VERS LA MEDECINE SALARIEE


Le feuilleton des honoraires médicaux, en l’occurrence ceux des généralistes, se poursuit et il devient un peu monotone. Il faut rappeler le contexte. Un accord prévoyant la revalorisation en mars 2006 (passage de 20 à 21 euros) avait alors été signé (applicable en août) entre l’Union Nationale des Caisses d’assurance-maladie et les syndicats. Il prévoyait « la perspective d’une valeur à 23 euros à l’horizon 2007 ». Les syndicats médicaux signataires de la convention prévoyaient que la CNAM tiendrait ses promesses et ne renierait pas sa signature. Cela s’est révélé une hypothèse lourde !

Des négociations ont été réouvertes dès décembre 2006 sur ce point, nous en avions fait état il y a plusieurs semaines. De nouvelles réunions ont eu lieu, en particulier le 2 mars et le 7 mars. Pour une quatrième, puis une cinquième séance de cette interminable négociation. Car ce qui paraissait acquis-et signé- ne l’est plus. Les médecins ne réclament pourtant que l’application de l’accord, c'est-à-dire le passage cette année à 23 euros, au lieu de 21.
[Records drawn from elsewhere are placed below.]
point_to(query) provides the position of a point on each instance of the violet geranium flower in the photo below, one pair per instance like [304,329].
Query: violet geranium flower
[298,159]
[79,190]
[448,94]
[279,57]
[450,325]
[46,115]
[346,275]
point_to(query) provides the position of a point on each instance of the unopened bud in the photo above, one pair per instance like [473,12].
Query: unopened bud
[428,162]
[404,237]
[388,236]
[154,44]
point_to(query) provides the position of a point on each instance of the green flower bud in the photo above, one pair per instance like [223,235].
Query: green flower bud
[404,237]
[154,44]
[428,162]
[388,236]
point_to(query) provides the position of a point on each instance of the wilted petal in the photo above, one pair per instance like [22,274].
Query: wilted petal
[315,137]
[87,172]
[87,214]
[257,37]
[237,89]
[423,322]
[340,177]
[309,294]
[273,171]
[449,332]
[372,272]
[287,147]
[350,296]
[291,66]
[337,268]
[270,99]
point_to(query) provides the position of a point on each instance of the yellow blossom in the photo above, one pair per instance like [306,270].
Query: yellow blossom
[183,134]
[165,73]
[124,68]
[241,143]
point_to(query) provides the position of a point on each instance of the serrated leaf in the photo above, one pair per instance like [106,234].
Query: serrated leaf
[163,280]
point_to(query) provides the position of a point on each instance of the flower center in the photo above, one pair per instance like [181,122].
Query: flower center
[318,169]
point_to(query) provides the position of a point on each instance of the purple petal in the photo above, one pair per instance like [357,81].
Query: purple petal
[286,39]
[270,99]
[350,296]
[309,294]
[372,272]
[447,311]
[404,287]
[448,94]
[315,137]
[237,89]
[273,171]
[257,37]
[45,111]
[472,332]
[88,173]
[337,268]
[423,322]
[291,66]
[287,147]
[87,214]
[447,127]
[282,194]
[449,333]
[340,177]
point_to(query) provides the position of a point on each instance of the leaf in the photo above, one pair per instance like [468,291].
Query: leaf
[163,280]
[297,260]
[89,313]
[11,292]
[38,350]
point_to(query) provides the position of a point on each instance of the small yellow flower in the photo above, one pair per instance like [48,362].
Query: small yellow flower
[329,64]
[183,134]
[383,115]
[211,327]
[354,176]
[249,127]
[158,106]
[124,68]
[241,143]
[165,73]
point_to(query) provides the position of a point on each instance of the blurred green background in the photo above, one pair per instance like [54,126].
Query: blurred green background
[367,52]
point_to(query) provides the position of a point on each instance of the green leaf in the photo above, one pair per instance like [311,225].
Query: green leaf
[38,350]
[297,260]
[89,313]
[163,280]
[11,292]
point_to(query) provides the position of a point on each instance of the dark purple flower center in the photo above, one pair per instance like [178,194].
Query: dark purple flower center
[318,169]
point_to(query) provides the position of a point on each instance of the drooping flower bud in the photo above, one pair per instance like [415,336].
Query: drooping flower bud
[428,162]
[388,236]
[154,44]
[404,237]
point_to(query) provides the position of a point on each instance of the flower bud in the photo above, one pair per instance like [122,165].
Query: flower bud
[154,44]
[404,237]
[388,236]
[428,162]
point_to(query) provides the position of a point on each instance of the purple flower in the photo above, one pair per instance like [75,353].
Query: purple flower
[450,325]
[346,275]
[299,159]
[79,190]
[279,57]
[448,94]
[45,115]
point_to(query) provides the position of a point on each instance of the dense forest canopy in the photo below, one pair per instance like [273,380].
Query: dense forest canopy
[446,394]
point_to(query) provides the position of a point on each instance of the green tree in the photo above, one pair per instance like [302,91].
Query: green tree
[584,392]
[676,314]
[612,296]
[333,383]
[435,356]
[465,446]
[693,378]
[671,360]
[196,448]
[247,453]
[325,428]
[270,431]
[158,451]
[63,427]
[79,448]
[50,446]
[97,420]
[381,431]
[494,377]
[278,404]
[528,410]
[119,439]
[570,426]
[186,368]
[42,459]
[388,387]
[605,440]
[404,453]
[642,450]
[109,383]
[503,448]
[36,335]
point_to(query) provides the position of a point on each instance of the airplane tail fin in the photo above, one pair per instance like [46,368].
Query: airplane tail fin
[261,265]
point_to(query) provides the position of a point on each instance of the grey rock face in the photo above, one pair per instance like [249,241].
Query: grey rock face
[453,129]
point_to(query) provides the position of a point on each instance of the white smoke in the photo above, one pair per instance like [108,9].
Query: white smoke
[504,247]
Pas question pour l’UNCAM. Elle veut bien, dans sa bonté, accorder un euro de plus au cours de cette année, de préférence au second semestre, puis « une deuxième étape tenant compte de la maîtrise des dépenses et du projet de loi de financement de la sécurité sociale 2008 ». Autrement dit, si les médecins sont sages et réduisent leurs prescriptions et nombre d’actes, et surtout si le nouveau gouvernement et la nouvelle Assemblée nationale le veulent bien dans le projet de loi de financement de la sécu. Et tout cela en 2008 au plus tôt !

A un détail prés, c’est que les médecins, eux, ont tenu leurs engagements et ont réduit les dépenses et fait des économies, y compris en prescrivant plus de génériques. Mais les syndicats médicaux découvrent que lorsqu’on signe avec l’Etat ou avec la sécu (cela revient au même), le signataire privé doit tenir ses engagements et le signataire public fait ce qu’il veut. On appelle cela un contrat léonin, le lion étant évidemment la sécu, et les médecins ceux qui seront mangés par le lion.

Ce qui nous étonne le plus, et nous le disons d’autant plus volontiers que nous avons beaucoup de médecins parmi nos lecteurs, c’est qu’il y ait encore des syndicats médicaux pour accepter de jouer à ce petit jeu suicidaire. La sécu ne cédera pas, et cela d’autant moins que les kinésithérapeutes viennent d’obtenir une rallonge de 110 millions d’euros et que les infirmières libérales à leur tour frappent à la porte. Chacun attend le bon vouloir du prince, du roi lion. Et chacun sera mangé, à tour de rôle. Comment voulez-vous résister et faire le poids face à un monopole public ?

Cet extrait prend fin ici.